Publiée le 06 décembre 2022 - Mise à jour le 09 décembre 2022

© Alexandre Bonnemaison

Sous la houlette d’Antoine Blocier, écrivain, des jeunes de Vitry ont rédigé deux recueils de nouvelles. Vendredi 2 décembre, ils ont pu les dédicacer à l’occasion de l’ouverture de la troisième édition du Festival du roman noir et social organisé tout le week-end à l’hôtel de ville.

Les “Ateliers du roman noir” et “Chasseurs d'enquête”. Ce sont les deux recueils de nouvelles écrits par des jeunes de la ville lors d’ateliers d’écriture avec Antoine Blocier, auteur de polars. Pendant plusieurs mois, celui qui est aussi animateur, s’est baladé entre “les centres sociaux Balzac, des Portes du Midi, des Vitry’haut et des classes de CM2 de l’école Joliot-Curie”, détaille Clarisse Ginestal, responsable de projet au Centre culturel de Vitry.

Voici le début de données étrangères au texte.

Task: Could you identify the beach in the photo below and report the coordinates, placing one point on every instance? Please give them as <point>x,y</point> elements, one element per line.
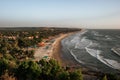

L’écriture à portée de tous

“Avec les CM2, on a d’abord fait une belle rencontre sur ce qu’est la littérature, sur les liens entre fiction et réel, sur la chaîne du livre, énumère Antoine Blocier. Et après, on a écrit !” Si les élèves ont parfois rencontré quelques difficultés, ils se sont pris au jeu… et leur travail a payé.

“En écrivant des histoires à plusieurs, ils ont appris qu’il y avait des compromis à faire en permanence. Mais à la fin, ils se rendent compte que leur histoire est chouette.”

Dimia, référente famille du centre social Balzac, approuve : “Antoine Blocier leur a montré que l’écriture était à la portée de tous, pourvu qu’on se concentre sur l’histoire qu’on veut raconter”. “Le rendu est très éclectique”, abonde Séverine, de la Maison des Vitry’haut.

“Ça nous rend fiers”

“C’était une expérience géniale et, à la fin, voir le livre avec nos noms, ça nous rend très fiers”, assure Lydia, 16 ans, en première au lycée Jean-Macé. Elle signe “Difficile cohabitation”, une histoire qui lui est venue de sa fascination pour l’espace et d’un déclic, “une pub qui faisait figurer des martiens”. Soumia, elle, écrivait quand elle était petite. Elle est heureuse d’avoir pu “renouer avec l’écriture en suivant les conseils d’un professionnel”.

Les jeunes ont été applaudi à de nombreuses reprises lors de l’ouverture du Festival du roman noir et social, vendredi 2 décembre, où ils étaient venus présenter et dédicacer les deux recueils.

“C’est la génération de demain, a salué Fatmata Konaté, adjointe au maire chargée de la Culture. Ce sont eux, demain, qui porteront les combats pour des sociétés plus justes, plus égalitaires, donc je les félicite et j’espère qu’ils continueront à écrire.”